Modeste branche de la métallurgie, l'industrie du jouet emploie environ 10 000 personnes. En moyenne, les salariés du secteur ont une quarantaine d'années et neuf ans d'ancienneté. La convention collective du secteur, revue en 1991, développe notamment des mécanismes d'augmentation individuelle de salaire. Quant à la récente mise en œuvre de la réduction du temps de travail, elle a surtout permis de moduler et d'annualiser les horaires en fonction du flux saisonnier de l'activité.

Mais les grandes entreprises comme Smoby et Berchet, qui utilisent beaucoup le plastique, ont préféré se rattacher à la convention collective de la plasturgie. Les mauvaises langues diront que la raison est avant tout économique. Le travail de nuit est majoré de 33 % dans le jouet mais seulement de 15 % dans le plastique. Quant aux primes de panier, elles sont de 42 francs dans le jouet et de 20 francs dans le plastique.

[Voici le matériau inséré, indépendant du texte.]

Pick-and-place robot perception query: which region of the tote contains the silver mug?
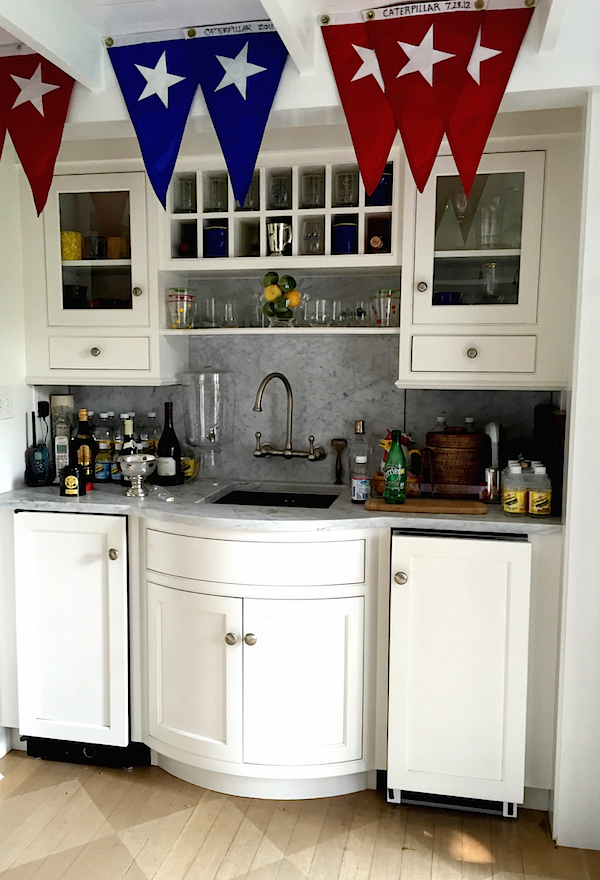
[267,223,292,257]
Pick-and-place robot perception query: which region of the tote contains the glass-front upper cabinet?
[413,152,544,324]
[44,172,148,327]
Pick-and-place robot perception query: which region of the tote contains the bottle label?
[351,477,369,501]
[77,445,92,467]
[94,458,112,481]
[529,489,552,516]
[156,458,177,477]
[502,489,527,513]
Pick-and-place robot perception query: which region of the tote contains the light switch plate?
[0,385,12,419]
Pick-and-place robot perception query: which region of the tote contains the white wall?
[0,137,33,755]
[553,89,600,849]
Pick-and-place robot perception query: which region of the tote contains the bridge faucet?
[252,373,327,461]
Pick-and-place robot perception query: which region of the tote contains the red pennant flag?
[446,0,533,195]
[321,17,396,195]
[366,0,485,192]
[0,55,74,214]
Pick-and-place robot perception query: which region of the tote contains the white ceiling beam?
[261,0,317,74]
[0,0,105,91]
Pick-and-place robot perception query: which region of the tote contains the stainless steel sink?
[212,489,339,510]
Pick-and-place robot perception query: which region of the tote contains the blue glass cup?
[204,226,227,257]
[331,221,358,254]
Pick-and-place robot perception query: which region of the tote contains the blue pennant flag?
[108,40,198,208]
[187,21,287,205]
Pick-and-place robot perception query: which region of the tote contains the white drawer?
[411,336,537,373]
[146,529,365,587]
[48,336,150,370]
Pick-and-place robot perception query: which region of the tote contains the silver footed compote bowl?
[117,453,156,498]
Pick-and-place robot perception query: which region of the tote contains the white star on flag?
[135,51,185,108]
[215,43,267,101]
[11,62,59,116]
[467,28,502,86]
[350,43,385,92]
[396,25,454,86]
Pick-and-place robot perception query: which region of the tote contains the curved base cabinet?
[157,755,369,801]
[143,522,377,799]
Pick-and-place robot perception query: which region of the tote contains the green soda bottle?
[383,431,406,504]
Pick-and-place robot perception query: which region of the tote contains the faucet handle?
[307,434,327,461]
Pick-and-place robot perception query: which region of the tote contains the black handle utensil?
[331,437,348,486]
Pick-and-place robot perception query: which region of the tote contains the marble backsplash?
[70,331,551,483]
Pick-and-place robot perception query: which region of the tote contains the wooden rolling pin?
[365,498,487,516]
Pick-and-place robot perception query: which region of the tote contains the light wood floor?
[0,751,600,880]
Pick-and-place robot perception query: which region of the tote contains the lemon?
[279,275,296,293]
[265,284,281,302]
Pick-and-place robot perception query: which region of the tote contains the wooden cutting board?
[365,498,487,516]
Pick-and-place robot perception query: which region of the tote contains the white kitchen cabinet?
[397,139,577,389]
[387,534,535,803]
[142,521,375,797]
[15,512,129,746]
[148,582,364,766]
[22,171,187,385]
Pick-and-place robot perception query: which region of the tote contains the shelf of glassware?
[162,160,400,271]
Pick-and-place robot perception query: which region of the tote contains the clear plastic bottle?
[527,465,552,516]
[350,454,370,504]
[502,464,528,516]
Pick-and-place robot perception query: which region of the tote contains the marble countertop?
[0,480,563,535]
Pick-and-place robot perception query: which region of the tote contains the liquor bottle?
[71,409,96,482]
[383,431,407,504]
[154,401,183,486]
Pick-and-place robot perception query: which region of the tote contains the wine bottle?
[155,401,183,486]
[71,409,96,482]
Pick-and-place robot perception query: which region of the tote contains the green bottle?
[383,431,406,504]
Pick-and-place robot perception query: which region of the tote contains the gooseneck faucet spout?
[252,373,294,454]
[252,373,327,461]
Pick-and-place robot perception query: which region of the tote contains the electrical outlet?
[0,385,12,419]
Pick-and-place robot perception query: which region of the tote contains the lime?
[263,272,279,287]
[264,284,281,302]
[279,275,296,293]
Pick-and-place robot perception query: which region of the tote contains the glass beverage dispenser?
[181,366,235,470]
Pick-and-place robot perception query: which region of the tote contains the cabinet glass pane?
[432,172,525,306]
[59,191,132,309]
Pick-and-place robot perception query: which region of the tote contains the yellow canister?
[60,232,83,260]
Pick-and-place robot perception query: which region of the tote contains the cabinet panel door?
[388,535,531,803]
[244,596,364,766]
[148,583,242,761]
[15,513,129,746]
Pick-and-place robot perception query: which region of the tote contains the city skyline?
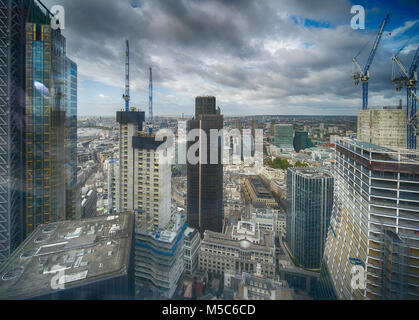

Cela dit, Berchet a mis en place un accord d'entreprise qui va bien au-delà des obligations légales. La société a également mis en œuvre la réduction du temps de travail dix-huit mois avant la signature de l'accord de branche pour la plasturgie. Celui-ci prévoit notamment que les heures supplémentaires pourront atteindre 150 heures jusqu'à la fin de 2001 dans les entreprises de plus de 20 salariés. Ce récent accord ne semble pas être de nature à changer la position de Smoby vis-à-vis des 35 heures. Le groupe considère, en effet, que le paiement de pénalités n'est pas forcément préjudiciable à l'intérêt de l'entreprise, même à partir de 2001, où celles-ci atteindront 25 %.